Again, no HDMI, so you’ll have to find a way to turn HDMI into DVI, should you plan to connect a console to it.
Limit’s the starry sky
When money is of no limit, you can get a great 120Hz monitor for FPS, or a 27-30″ IPS for hardcore RTS,RPG and MMORPG fun.
120Hz panels only come in the TN-flavor, so picture quality of epic proportions isn’t something I suggest you expect from them. Still, when every frame counts and performance is pinnacle, you don’t get to choose.
Such a gaming monitor would be a Samsung S23A700. It goes for £246 at the moment, which is no chump change for a 1080P 23″ TN panel. That’s how much of a difference a 120Hz panel makes in price (and gaming experience for those who need it).

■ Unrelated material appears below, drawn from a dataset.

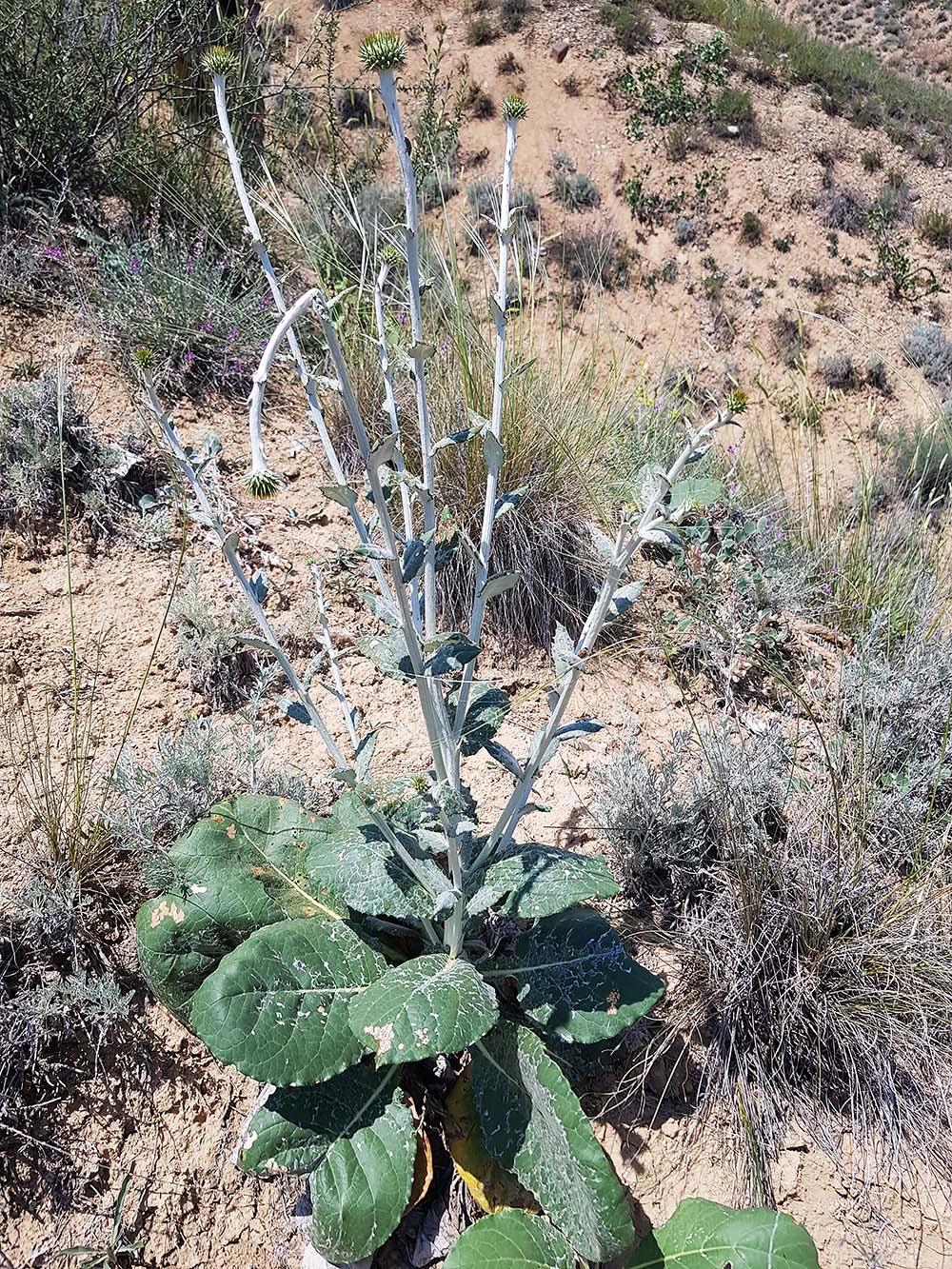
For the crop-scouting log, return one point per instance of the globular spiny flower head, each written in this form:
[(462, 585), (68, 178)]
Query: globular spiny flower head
[(513, 107), (383, 50), (219, 61), (263, 484)]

Not necessarily a gaming monitor, but I wouldn’t chuck it back if I was given a Dell U2711. It rocks an S-IPS panel at 2560×1440. Should you choose this one, you may want to play somewhere there’s a carpet flooring, so you don’t hit your jaw too hard.
Also, you’ll need a monster of a PC to drive it at its native resolution in certain games. If you are searching for best portable usb c monitor
I suggest going for the BenQ G2222HDL if all you need is a TFT panel that does its job without asking questions. For the vast majority of customers, it’s a great pick.
Hardcore FPS players will want to pick up a Samsung S23A700 for £250-ish, or an S27A750D for a hair under £420.
RTS, MMORPG, and RPG fans, you’ll love a Dell U2711 or a U3011H, but these are not strictly gaming monitors in the sense that they don’t cater to most gamers’ wallets.